Esquema dos restos encontrados.
Esquema dos restos encontrados.Gil Tokyo

Juan José Ibáñez, pesquisador do CSIC, estudou outros sepultamentos rituais de 10.000 anos atrás encontrados na Síria. No seu caso encontrou vários crânios com o rosto fraturado e que interpreta como vingança ritual. No caso da pesquisa em Lapa do Santo, o especialista destaca que “é um estudo muito bem elaborado no aspecto técnico”. Ele concorda que não se trata de um episódio de violência entre grupos, mas acredita que possam existir mais explicações possíveis. “No caso de se tratar de um ritual de veneração aos ancestrais, o crânio teria sido manipulado e exposto entre sua extração e a colocação na tumba na qual foi encontrado. Quando foi realizada a suposta veneração?”, questiona.

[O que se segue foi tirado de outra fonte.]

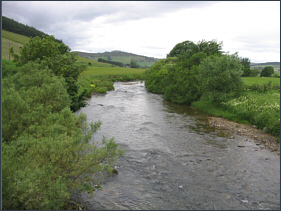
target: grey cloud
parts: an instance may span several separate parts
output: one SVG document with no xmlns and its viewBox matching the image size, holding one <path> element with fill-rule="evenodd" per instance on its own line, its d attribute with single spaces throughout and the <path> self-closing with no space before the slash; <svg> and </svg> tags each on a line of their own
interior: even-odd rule
<svg viewBox="0 0 281 211">
<path fill-rule="evenodd" d="M 157 17 L 183 8 L 204 7 L 214 2 L 202 1 L 4 1 L 3 15 L 24 21 L 34 27 L 50 27 L 56 22 L 92 21 L 97 17 L 113 17 L 119 22 Z"/>
</svg>

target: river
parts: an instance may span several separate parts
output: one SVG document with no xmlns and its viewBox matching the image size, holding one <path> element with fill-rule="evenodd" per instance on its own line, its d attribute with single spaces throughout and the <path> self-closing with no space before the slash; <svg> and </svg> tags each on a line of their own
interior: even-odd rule
<svg viewBox="0 0 281 211">
<path fill-rule="evenodd" d="M 210 127 L 207 115 L 142 82 L 114 87 L 79 111 L 102 122 L 95 140 L 114 137 L 126 153 L 102 190 L 80 194 L 86 209 L 280 209 L 278 155 Z"/>
</svg>

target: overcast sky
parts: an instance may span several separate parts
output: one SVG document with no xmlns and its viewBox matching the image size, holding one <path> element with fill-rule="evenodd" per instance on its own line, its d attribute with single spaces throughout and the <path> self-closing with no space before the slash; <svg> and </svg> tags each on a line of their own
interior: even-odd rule
<svg viewBox="0 0 281 211">
<path fill-rule="evenodd" d="M 165 58 L 180 42 L 215 39 L 251 62 L 280 61 L 279 1 L 2 1 L 2 15 L 73 51 Z"/>
</svg>

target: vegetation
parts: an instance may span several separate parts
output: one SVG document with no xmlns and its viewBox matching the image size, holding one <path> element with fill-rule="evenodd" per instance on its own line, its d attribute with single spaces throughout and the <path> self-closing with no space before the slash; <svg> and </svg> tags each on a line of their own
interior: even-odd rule
<svg viewBox="0 0 281 211">
<path fill-rule="evenodd" d="M 104 60 L 111 60 L 115 62 L 121 62 L 124 65 L 129 65 L 131 60 L 137 62 L 138 65 L 141 67 L 151 67 L 155 62 L 159 59 L 141 56 L 133 53 L 127 53 L 123 51 L 111 51 L 111 52 L 104 52 L 104 53 L 84 53 L 84 52 L 77 52 L 78 56 L 83 58 L 90 59 L 92 61 L 98 61 L 99 58 Z M 109 59 L 110 58 L 110 59 Z"/>
<path fill-rule="evenodd" d="M 144 80 L 144 69 L 103 66 L 93 63 L 82 72 L 79 79 L 79 93 L 86 91 L 86 96 L 92 93 L 106 93 L 113 90 L 113 82 Z"/>
<path fill-rule="evenodd" d="M 248 58 L 224 54 L 221 44 L 214 40 L 177 44 L 166 59 L 146 71 L 148 91 L 280 136 L 280 80 L 256 77 L 260 70 L 250 69 Z M 272 74 L 273 67 L 264 69 Z"/>
<path fill-rule="evenodd" d="M 279 78 L 261 78 L 261 77 L 245 77 L 243 78 L 247 86 L 251 86 L 253 84 L 263 85 L 268 82 L 272 82 L 272 84 L 277 84 L 280 86 L 280 79 Z"/>
<path fill-rule="evenodd" d="M 166 60 L 157 62 L 155 67 L 152 66 L 146 72 L 146 87 L 149 91 L 156 90 L 157 93 L 164 94 L 165 99 L 180 104 L 191 104 L 199 100 L 202 96 L 199 65 L 208 57 L 220 57 L 221 45 L 214 40 L 177 44 Z"/>
<path fill-rule="evenodd" d="M 221 103 L 240 96 L 244 86 L 242 73 L 242 65 L 235 54 L 204 59 L 199 65 L 202 99 Z"/>
<path fill-rule="evenodd" d="M 244 96 L 222 103 L 222 106 L 257 128 L 280 136 L 280 87 L 279 91 L 246 92 Z"/>
<path fill-rule="evenodd" d="M 103 62 L 103 63 L 108 63 L 108 64 L 116 65 L 119 67 L 123 67 L 122 62 L 115 62 L 115 61 L 105 60 L 105 59 L 101 59 L 101 58 L 98 59 L 98 62 Z"/>
<path fill-rule="evenodd" d="M 14 62 L 21 67 L 30 61 L 45 64 L 57 76 L 63 76 L 67 83 L 67 92 L 71 97 L 70 108 L 77 111 L 85 106 L 85 92 L 78 95 L 77 80 L 86 66 L 77 63 L 76 55 L 70 53 L 70 48 L 63 43 L 57 43 L 53 36 L 31 38 L 20 50 L 20 55 L 11 53 Z"/>
<path fill-rule="evenodd" d="M 274 68 L 271 66 L 266 66 L 261 71 L 260 77 L 270 77 L 274 73 Z"/>
<path fill-rule="evenodd" d="M 20 53 L 20 47 L 27 43 L 30 38 L 2 30 L 2 59 L 13 59 L 10 48 L 13 47 L 16 54 Z"/>
<path fill-rule="evenodd" d="M 3 60 L 3 209 L 65 209 L 123 155 L 113 139 L 92 139 L 100 122 L 72 113 L 86 91 L 78 90 L 84 67 L 68 51 L 52 37 L 32 38 L 14 62 Z"/>
</svg>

Em sua opinião, pode existir uma terceira explicação para se entender o ato. “Como interpretamos no caso dos depósitos de crânios de Tell Qarassa Norte [Síria], o sepultamento de Lapa do Santo mostra indícios de que se pretendia limitar a capacidade de interação do indivíduo sepultado, talvez com as pessoas vivas”, opina. “Dessa forma se explicaria o corte de suas mãos (instrumentos de ação), seu rosto coberto (instrumento de relação) e o fechamento do túmulo com duas grandes lajes de pedra. Esse tipo de comportamento de proteção dos vivos em relação aos mortos considerados potencialmente nocivos foi etnograficamente documentado”, conclui.